W3C home > Mailing lists > Public > www-international@w3.org > July to September 2005

Re: Fw: FYI .. New article for REVIEW: xml:lang in XML document schemas

From: Sandy Gao <sandygao@ca.ibm.com>
Date: Sun, 21 Aug 2005 09:59:49 -0400
To: "Felix Sasaki" <fsasaki@w3.org>
Cc: "Addison Phillips" <addison.phillips@quest.com>, duerst@it.aoyama.ac.jp, ishida@w3.org, Uma Umamaheswaran <umavs@ca.ibm.com>, www-international@w3.org
Message-ID: <OFF8656202.F9C4F29B-ON85257064.001390A4-85257064.004CE6E0@ca.ibm.com>
Thanks to Felix and Addison for your responses.

I am in no way an expert on this specific issue and I don't have the 
necessary background around it, so please forgive my naive questions.

One thing I wasn't clear about was the real intent of this article. 
Whether it solely targets schema/xml authors to help them use xml:lang 
wisely, or this is the first step towards helping the industry (including 
existing standards) move to a state where xml:lang is *properly* handled?

If it's the former (and the article conveys such intent clearly), then any 
wording would seem OK to me (given my background). But my fear is that 
it's not that simple. From your responses, I get the feeling that you are 
not entirely happy about what's going on in Infoset (and possibly 
schema?). From reading the article, I get the feeling that some readers 
may wish more to be done.
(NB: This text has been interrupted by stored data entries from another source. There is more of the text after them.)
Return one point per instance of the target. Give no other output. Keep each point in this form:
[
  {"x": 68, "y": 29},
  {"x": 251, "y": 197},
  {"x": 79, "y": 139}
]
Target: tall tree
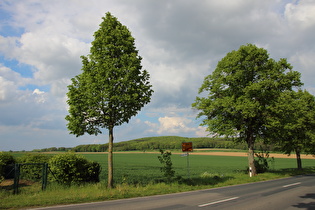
[
  {"x": 291, "y": 124},
  {"x": 241, "y": 88},
  {"x": 112, "y": 87}
]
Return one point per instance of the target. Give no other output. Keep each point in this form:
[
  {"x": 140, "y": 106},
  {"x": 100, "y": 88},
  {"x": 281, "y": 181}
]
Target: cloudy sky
[{"x": 181, "y": 41}]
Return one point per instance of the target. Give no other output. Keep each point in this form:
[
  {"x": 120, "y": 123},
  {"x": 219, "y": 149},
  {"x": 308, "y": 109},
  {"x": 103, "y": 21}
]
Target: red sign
[{"x": 187, "y": 147}]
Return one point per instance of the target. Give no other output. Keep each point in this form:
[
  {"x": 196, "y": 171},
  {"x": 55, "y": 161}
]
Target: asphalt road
[{"x": 289, "y": 193}]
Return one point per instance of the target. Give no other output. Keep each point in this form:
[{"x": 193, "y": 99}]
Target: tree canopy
[
  {"x": 291, "y": 124},
  {"x": 240, "y": 91},
  {"x": 112, "y": 86}
]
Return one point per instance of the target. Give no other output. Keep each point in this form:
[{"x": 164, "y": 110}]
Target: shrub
[
  {"x": 32, "y": 172},
  {"x": 70, "y": 168},
  {"x": 7, "y": 162},
  {"x": 262, "y": 160},
  {"x": 167, "y": 168}
]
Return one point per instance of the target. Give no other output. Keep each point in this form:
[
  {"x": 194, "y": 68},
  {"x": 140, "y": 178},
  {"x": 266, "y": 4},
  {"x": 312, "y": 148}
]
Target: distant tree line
[{"x": 157, "y": 143}]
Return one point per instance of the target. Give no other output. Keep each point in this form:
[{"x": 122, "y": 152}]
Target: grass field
[
  {"x": 138, "y": 174},
  {"x": 144, "y": 168}
]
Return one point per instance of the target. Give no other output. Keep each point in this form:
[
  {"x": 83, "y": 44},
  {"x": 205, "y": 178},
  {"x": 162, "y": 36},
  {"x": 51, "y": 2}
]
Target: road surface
[{"x": 289, "y": 193}]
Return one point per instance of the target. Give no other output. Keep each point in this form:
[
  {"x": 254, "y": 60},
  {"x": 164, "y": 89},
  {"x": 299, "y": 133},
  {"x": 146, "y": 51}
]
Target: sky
[{"x": 180, "y": 41}]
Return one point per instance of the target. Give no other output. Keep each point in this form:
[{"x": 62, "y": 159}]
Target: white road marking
[
  {"x": 289, "y": 185},
  {"x": 215, "y": 202}
]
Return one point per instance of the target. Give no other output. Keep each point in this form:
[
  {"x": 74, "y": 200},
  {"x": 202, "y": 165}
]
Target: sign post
[{"x": 187, "y": 147}]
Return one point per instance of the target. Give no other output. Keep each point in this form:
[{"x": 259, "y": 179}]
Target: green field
[
  {"x": 138, "y": 174},
  {"x": 145, "y": 167}
]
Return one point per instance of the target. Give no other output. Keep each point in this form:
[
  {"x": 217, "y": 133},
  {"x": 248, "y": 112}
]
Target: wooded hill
[{"x": 155, "y": 143}]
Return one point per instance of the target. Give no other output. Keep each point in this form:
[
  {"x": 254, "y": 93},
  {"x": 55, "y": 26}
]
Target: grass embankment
[{"x": 139, "y": 175}]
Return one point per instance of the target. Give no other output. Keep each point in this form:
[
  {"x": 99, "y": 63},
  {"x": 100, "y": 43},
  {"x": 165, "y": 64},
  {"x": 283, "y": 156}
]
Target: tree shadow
[
  {"x": 310, "y": 171},
  {"x": 310, "y": 205},
  {"x": 195, "y": 181}
]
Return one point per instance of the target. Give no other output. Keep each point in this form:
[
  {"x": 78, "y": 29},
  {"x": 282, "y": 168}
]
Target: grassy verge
[
  {"x": 138, "y": 174},
  {"x": 56, "y": 194}
]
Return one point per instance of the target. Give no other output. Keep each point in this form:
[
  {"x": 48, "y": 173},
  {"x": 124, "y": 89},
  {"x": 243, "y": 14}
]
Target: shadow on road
[{"x": 310, "y": 205}]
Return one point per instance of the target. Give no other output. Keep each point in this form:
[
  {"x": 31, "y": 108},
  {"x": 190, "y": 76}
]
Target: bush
[
  {"x": 70, "y": 168},
  {"x": 7, "y": 162},
  {"x": 32, "y": 172},
  {"x": 262, "y": 160},
  {"x": 167, "y": 168}
]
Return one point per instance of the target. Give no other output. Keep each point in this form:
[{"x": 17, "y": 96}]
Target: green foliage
[
  {"x": 112, "y": 87},
  {"x": 6, "y": 165},
  {"x": 162, "y": 142},
  {"x": 263, "y": 160},
  {"x": 292, "y": 125},
  {"x": 32, "y": 172},
  {"x": 241, "y": 89},
  {"x": 70, "y": 168},
  {"x": 167, "y": 168}
]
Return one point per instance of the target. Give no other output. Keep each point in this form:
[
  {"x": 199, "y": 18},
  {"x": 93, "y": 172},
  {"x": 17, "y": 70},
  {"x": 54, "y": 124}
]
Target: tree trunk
[
  {"x": 298, "y": 159},
  {"x": 110, "y": 157},
  {"x": 251, "y": 164}
]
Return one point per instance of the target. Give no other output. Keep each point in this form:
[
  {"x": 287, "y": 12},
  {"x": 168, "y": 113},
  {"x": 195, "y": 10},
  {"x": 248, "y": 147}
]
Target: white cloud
[
  {"x": 301, "y": 14},
  {"x": 180, "y": 42}
]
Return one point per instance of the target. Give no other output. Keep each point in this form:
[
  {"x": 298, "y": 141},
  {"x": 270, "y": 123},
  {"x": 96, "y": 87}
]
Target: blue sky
[{"x": 180, "y": 41}]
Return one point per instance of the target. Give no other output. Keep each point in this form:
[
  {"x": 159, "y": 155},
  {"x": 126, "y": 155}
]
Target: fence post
[
  {"x": 44, "y": 176},
  {"x": 16, "y": 178}
]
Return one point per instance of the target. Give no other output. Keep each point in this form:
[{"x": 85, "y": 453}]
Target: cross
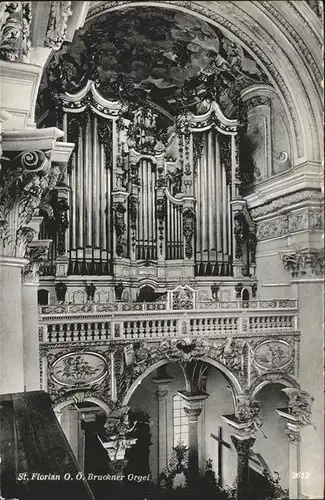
[{"x": 221, "y": 443}]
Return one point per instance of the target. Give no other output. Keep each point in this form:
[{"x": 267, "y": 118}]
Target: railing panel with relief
[{"x": 122, "y": 321}]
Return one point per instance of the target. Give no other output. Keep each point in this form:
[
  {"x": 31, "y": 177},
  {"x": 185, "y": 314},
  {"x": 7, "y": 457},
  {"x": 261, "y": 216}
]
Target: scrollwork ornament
[
  {"x": 57, "y": 25},
  {"x": 15, "y": 19}
]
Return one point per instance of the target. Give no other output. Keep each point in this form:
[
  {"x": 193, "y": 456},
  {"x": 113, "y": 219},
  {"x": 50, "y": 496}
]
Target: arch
[
  {"x": 235, "y": 385},
  {"x": 275, "y": 378},
  {"x": 89, "y": 399},
  {"x": 259, "y": 29}
]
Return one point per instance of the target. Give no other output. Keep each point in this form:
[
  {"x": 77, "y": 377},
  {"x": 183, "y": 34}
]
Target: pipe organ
[
  {"x": 125, "y": 199},
  {"x": 213, "y": 210}
]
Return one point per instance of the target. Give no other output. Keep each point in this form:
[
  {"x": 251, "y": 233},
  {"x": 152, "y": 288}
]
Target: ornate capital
[
  {"x": 15, "y": 19},
  {"x": 57, "y": 25},
  {"x": 24, "y": 180}
]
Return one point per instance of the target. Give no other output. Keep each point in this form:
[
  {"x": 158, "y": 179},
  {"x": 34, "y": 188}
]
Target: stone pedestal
[
  {"x": 11, "y": 340},
  {"x": 163, "y": 421}
]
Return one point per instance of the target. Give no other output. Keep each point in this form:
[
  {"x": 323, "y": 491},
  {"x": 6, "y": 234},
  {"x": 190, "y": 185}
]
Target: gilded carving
[
  {"x": 15, "y": 19},
  {"x": 23, "y": 182}
]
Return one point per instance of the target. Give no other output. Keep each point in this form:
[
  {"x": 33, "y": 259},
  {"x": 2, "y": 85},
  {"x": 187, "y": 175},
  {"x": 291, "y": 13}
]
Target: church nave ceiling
[{"x": 170, "y": 59}]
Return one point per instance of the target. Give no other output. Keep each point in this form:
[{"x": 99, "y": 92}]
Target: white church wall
[
  {"x": 275, "y": 448},
  {"x": 219, "y": 403}
]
So I think it's important to clarify the 
intent/scope of this article, as well as the intent/scope 
Sorry I can't provide an alternative wording. (I'm not even an expert in 
English. :p) But something along the lines of what Addison said would be a 
good start:

> that a processor (capable of) interpreting xml:lang in some useful way 
> should apply it over the entire scope of the element, but that "normal" 
> XML processing is not affected.

(and will/should not be affected.) So the essence is that xml:lang is 
dealt with at a higher level than infoset.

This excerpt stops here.